Hi gjcmg-ga ~
You ask a that many people ask about, usually wanting to know how to
get dynamic pages indexed in search engines.
Please remember that Google Answers Researchers are independent
contractors. We are not privy to any inside information about Google's
(or any other search engine's) well-guarded algorithms.
In answering questions of this nature, I rely on information used on a
regular basis in my own business and other information provided by
experts in design for search engine optimization (SEO), recognized
experts in the field of SEO and other reliable resources to provide
the most current reliable information available.
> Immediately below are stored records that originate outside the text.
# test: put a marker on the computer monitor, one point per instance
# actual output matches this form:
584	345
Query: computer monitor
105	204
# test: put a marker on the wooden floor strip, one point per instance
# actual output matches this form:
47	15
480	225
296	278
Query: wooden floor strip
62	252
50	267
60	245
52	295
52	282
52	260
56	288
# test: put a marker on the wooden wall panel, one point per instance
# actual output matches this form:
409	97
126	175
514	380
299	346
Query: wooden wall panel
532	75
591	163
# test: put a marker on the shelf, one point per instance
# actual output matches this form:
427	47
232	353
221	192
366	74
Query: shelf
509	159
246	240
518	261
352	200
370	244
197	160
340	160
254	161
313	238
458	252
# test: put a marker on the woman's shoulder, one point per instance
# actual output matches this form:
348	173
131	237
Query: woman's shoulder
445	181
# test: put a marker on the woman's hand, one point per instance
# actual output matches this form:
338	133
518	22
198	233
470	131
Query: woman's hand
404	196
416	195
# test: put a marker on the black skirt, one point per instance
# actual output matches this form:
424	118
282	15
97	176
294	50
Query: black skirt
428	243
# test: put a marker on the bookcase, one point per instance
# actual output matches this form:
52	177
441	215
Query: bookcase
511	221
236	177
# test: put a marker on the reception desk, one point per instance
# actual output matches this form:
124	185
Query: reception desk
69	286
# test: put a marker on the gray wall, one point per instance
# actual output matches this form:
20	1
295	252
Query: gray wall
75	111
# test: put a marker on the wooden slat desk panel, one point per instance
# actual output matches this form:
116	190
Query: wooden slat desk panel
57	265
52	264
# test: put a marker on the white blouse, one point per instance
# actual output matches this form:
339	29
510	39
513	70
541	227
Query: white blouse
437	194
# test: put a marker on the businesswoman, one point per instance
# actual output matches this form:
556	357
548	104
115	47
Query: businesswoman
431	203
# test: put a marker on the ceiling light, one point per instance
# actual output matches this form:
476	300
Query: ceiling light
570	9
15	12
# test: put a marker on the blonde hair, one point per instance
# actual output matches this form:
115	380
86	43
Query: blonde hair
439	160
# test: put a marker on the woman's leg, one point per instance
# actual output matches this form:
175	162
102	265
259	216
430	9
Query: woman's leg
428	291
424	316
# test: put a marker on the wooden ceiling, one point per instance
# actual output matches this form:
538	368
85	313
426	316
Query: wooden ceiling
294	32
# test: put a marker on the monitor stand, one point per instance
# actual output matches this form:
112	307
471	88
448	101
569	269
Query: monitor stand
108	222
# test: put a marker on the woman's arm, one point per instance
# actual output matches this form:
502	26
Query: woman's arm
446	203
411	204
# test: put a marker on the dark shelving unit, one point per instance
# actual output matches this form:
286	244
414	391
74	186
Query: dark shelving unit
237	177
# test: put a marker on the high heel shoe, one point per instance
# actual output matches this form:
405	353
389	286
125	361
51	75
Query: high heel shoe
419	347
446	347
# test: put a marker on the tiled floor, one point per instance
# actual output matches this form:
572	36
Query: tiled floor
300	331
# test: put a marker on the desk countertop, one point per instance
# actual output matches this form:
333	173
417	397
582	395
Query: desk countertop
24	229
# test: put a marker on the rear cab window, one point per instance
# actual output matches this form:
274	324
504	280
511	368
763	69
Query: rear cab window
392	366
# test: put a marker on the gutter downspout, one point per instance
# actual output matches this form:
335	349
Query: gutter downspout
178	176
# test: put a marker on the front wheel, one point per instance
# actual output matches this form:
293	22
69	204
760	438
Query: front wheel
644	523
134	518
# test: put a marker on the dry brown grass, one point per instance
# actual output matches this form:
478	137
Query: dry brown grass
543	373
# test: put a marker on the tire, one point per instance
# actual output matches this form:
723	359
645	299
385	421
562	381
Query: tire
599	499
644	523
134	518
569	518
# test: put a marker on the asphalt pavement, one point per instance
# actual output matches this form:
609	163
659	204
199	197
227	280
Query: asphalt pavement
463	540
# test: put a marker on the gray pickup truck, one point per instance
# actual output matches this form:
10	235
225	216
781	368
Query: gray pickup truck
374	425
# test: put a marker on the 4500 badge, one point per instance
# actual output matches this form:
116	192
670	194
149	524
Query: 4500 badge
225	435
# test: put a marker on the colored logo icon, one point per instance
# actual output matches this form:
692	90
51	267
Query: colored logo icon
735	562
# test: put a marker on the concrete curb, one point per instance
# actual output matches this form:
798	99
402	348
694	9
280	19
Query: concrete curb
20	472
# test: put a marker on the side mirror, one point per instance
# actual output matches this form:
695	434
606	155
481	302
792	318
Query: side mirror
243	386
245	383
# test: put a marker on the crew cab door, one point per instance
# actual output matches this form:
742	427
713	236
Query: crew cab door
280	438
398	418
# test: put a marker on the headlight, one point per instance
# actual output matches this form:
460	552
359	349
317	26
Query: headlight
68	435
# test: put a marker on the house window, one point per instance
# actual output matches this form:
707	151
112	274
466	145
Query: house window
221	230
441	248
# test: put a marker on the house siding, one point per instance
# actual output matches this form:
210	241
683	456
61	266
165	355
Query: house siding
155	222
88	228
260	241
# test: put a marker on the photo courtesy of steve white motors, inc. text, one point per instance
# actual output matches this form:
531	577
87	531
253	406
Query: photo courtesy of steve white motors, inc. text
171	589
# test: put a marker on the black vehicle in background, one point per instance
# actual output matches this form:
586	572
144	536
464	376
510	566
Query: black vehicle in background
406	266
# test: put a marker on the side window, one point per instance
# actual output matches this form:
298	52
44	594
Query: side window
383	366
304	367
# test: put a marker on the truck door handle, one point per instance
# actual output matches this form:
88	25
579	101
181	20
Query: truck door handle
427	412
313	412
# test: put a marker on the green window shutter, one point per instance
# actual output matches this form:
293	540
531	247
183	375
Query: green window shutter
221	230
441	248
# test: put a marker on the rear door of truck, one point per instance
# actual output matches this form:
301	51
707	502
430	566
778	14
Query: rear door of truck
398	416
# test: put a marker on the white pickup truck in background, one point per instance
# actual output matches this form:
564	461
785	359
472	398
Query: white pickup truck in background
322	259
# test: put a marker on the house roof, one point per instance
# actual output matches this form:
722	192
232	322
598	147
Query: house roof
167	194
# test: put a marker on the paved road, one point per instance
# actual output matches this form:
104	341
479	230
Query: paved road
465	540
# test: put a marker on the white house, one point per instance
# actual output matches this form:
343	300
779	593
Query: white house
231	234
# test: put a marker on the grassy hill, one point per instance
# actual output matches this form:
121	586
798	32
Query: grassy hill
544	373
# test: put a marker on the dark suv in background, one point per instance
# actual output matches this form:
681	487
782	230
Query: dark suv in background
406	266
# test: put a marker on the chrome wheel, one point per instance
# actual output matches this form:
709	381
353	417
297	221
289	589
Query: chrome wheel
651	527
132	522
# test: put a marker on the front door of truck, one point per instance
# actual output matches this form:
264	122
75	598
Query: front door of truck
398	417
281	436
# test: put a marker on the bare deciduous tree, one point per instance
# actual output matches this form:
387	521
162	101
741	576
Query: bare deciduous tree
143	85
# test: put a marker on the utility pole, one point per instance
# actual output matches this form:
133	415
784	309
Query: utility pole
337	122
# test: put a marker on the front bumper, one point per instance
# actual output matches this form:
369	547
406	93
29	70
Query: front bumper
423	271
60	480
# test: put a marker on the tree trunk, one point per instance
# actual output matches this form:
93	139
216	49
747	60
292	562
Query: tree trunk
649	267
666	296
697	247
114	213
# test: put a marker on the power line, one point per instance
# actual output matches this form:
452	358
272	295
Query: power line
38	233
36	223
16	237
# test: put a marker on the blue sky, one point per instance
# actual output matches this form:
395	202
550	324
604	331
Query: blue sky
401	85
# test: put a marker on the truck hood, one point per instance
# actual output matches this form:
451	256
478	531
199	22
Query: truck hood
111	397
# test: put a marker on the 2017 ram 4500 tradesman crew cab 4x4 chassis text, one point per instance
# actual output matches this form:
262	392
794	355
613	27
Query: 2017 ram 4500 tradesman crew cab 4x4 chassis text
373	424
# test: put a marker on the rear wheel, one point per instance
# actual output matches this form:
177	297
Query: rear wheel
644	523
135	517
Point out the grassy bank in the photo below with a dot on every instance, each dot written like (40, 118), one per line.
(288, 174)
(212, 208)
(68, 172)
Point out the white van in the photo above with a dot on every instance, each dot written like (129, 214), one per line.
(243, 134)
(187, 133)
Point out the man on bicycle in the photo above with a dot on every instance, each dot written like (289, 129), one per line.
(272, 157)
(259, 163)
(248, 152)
My quick interpretation of what you were told about being 'penalized'
for dynamic pages is that they will not always be indexed, so any
content on those pages that are created dynamically are not likely to
show up in search engine results. I think your marketing person was
referring to 'penalized' as in: If you want that information to be
indexed and to show up in search engines, it won't.
==================
What Google Says
==================
Here's what Google says about indexing 'dynamic' pages in its :
"Your pages are dynamically generated. We are able to index
dynamically generated pages. However, because our web crawler can
easily overwhelm and crash sites serving dynamic content, we limit the
amount of dynamic pages we index." (See Google's "Reasons your site
may not be included" ).
- ://www.google.com/webmasters/2.html#A1
Google also addresses dynamically generated pages in its "Design and
Content Guidelines", saying:
"If you decide to use dynamic pages (i.e., the URL contains a '?'
character), be aware that not every search engine spider crawls
dynamic pages as well as static pages. It helps to keep the parameters
short and the number of them small."
- ://www.google.com/webmasters/guidelines.html
Your concept of dynamically generated pages, "I've used 'dynamic' to
refer to web pages built from code and information from databases.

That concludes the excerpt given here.